Although autumn planting is common practice for cereal crops in Tasmania’s midlands, Simon has introduced more spring cereal planting to their rotation to provide more competition to weeds.
Slower crop establishment and early growth can give weeds an opportunity to establish in autumn, so they often delay planting their autumn program to avoid frost risk and use the opportunity to apply pre-seeding knockdowns.
All crops are sown on narrow row spacing 25 cm (10 inch) and at high seeding rates to maximise crop competitiveness.
Stop seed set
All headlands in cereal crops are cut for silage or whole-crop hay to stop weed seed set. This provides a source of fodder for their livestock and agisted stock while limiting the encroachment of weeds from fencelines and other non-crop zones.

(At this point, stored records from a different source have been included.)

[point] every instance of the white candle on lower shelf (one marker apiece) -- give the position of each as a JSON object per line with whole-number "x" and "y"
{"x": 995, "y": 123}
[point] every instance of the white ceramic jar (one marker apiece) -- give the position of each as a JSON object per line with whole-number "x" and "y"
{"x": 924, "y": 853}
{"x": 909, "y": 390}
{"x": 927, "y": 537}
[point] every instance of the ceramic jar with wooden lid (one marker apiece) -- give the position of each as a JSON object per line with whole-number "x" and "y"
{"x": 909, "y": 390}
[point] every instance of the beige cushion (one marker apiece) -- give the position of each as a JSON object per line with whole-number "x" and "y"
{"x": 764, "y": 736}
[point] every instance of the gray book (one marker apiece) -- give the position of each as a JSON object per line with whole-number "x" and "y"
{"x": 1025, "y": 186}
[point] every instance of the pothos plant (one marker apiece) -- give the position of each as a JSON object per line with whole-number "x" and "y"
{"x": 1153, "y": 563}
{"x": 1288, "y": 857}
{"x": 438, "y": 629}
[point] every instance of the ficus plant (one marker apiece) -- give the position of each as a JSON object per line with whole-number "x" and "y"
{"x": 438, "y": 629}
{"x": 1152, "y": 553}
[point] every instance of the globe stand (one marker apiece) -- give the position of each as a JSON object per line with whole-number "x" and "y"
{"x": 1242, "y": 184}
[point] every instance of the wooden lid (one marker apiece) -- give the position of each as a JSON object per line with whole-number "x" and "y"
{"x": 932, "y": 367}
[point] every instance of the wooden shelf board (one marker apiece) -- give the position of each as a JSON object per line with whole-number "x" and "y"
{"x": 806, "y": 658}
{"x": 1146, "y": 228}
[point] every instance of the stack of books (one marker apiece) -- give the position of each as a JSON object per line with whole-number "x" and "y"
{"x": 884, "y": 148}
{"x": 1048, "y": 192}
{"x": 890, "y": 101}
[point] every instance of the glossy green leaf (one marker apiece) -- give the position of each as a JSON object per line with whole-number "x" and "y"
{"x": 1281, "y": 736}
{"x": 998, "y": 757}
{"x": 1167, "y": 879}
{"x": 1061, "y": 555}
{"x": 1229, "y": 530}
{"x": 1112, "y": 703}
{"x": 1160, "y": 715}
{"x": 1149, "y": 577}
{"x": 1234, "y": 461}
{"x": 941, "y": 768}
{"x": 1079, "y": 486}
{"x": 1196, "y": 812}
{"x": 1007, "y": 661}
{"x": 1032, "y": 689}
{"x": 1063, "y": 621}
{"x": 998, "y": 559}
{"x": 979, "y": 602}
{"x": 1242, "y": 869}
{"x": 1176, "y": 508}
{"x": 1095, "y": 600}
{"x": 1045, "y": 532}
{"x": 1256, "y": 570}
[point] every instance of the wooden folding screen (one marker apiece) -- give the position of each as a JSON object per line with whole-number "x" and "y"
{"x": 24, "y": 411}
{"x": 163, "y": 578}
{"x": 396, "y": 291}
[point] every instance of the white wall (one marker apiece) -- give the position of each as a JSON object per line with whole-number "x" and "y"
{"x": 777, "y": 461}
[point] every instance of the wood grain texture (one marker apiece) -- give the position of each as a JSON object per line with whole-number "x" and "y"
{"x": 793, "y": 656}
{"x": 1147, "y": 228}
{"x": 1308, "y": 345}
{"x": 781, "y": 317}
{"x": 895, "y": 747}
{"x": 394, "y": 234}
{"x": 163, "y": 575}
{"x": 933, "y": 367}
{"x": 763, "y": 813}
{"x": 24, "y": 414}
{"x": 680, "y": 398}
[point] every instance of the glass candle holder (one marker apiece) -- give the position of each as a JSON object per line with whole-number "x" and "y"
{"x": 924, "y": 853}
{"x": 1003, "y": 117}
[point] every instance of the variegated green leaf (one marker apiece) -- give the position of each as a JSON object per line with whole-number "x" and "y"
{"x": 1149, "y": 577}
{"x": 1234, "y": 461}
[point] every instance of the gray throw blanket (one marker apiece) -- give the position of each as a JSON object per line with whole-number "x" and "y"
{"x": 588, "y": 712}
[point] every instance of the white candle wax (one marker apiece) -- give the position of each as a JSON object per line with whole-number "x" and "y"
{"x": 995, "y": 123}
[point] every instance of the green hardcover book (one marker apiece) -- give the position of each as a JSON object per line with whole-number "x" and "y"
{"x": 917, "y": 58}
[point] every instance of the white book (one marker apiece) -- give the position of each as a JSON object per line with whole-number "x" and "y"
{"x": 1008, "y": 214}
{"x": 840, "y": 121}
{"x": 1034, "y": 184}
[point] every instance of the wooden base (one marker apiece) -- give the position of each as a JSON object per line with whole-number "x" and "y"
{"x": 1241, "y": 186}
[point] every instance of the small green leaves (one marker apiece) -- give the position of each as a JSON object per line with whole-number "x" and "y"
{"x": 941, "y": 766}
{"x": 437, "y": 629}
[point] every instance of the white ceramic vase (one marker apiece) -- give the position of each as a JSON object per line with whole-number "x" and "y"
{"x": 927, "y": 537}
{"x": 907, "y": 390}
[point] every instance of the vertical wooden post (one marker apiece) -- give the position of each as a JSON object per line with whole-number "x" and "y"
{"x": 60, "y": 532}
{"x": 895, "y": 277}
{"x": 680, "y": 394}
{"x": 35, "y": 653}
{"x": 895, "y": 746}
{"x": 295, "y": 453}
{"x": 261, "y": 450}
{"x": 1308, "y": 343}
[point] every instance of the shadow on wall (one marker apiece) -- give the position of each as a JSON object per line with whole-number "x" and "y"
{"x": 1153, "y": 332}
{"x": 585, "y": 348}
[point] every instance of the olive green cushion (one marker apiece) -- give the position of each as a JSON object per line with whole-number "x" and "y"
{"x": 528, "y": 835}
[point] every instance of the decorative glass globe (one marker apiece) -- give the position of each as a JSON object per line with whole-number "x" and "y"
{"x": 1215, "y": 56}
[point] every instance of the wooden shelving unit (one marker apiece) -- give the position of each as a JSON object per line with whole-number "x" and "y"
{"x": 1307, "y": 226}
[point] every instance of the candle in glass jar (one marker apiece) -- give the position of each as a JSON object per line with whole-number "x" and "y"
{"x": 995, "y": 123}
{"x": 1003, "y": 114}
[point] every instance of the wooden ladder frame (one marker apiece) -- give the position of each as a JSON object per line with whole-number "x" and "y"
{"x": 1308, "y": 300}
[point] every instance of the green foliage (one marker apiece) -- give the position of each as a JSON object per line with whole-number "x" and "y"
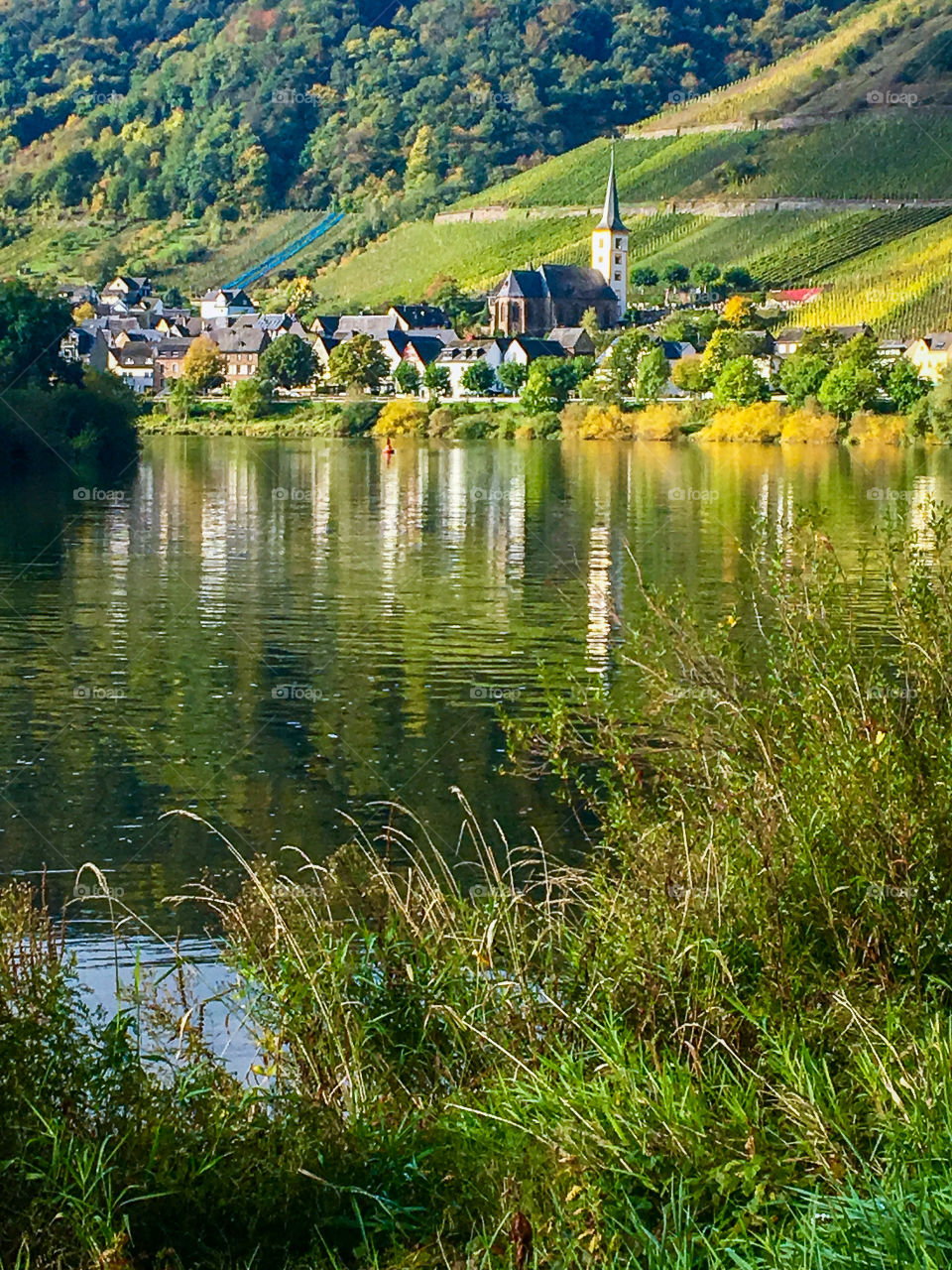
{"x": 289, "y": 362}
{"x": 653, "y": 375}
{"x": 479, "y": 377}
{"x": 801, "y": 375}
{"x": 359, "y": 362}
{"x": 31, "y": 329}
{"x": 547, "y": 385}
{"x": 408, "y": 379}
{"x": 847, "y": 389}
{"x": 435, "y": 380}
{"x": 512, "y": 376}
{"x": 252, "y": 399}
{"x": 740, "y": 384}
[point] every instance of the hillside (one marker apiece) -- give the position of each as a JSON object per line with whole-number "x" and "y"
{"x": 849, "y": 149}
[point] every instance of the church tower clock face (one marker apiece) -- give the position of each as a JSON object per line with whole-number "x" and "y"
{"x": 610, "y": 245}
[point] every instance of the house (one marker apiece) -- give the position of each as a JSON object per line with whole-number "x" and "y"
{"x": 792, "y": 296}
{"x": 134, "y": 365}
{"x": 525, "y": 349}
{"x": 324, "y": 325}
{"x": 932, "y": 354}
{"x": 171, "y": 358}
{"x": 225, "y": 303}
{"x": 126, "y": 290}
{"x": 535, "y": 302}
{"x": 788, "y": 340}
{"x": 241, "y": 348}
{"x": 457, "y": 358}
{"x": 575, "y": 340}
{"x": 417, "y": 318}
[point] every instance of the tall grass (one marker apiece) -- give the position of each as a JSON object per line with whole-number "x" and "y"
{"x": 725, "y": 1040}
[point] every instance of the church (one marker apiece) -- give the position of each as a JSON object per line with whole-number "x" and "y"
{"x": 534, "y": 302}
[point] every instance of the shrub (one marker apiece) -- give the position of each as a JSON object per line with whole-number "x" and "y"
{"x": 885, "y": 430}
{"x": 472, "y": 427}
{"x": 809, "y": 427}
{"x": 761, "y": 422}
{"x": 440, "y": 422}
{"x": 402, "y": 418}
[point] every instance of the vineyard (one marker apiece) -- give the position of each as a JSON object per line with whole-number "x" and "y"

“If there are particularly weedy patches, we terminate the crop in these areas early,” says Simon. “Some areas have had ryegrass infestations so bad that we cut the affected areas for silage and sprayed the re-growth. Another time the grass weeds in a green manure crop were bad, so we switched to a chemical fallow over winter with four knockdowns applied from April to October.”
Within the Vaucluse aggregation, there is 8 km of council roads, 7 km of highway frontage and 5 km of river frontage. To minimise the movement of weeds, the team manages external infrastructure themselves wherever possible.
Harvest weed seed control
By harvest, most of the annual ryegrass plants have shed their seed, so harvest weed seed control tactics are of less value in the Tasmanian midlands than in other regions.
In weedy paddocks, Simon will often windrow crops and bale or burn the stubble to destroy or remove as much weed seed as possible.
Note on property ownership: Proterra’s Vaucluse Agricultural Company sold in Nov 2022. From 1 March 2023 Simon Burgess is no longer associated with the management of the Vaucluse aggregation.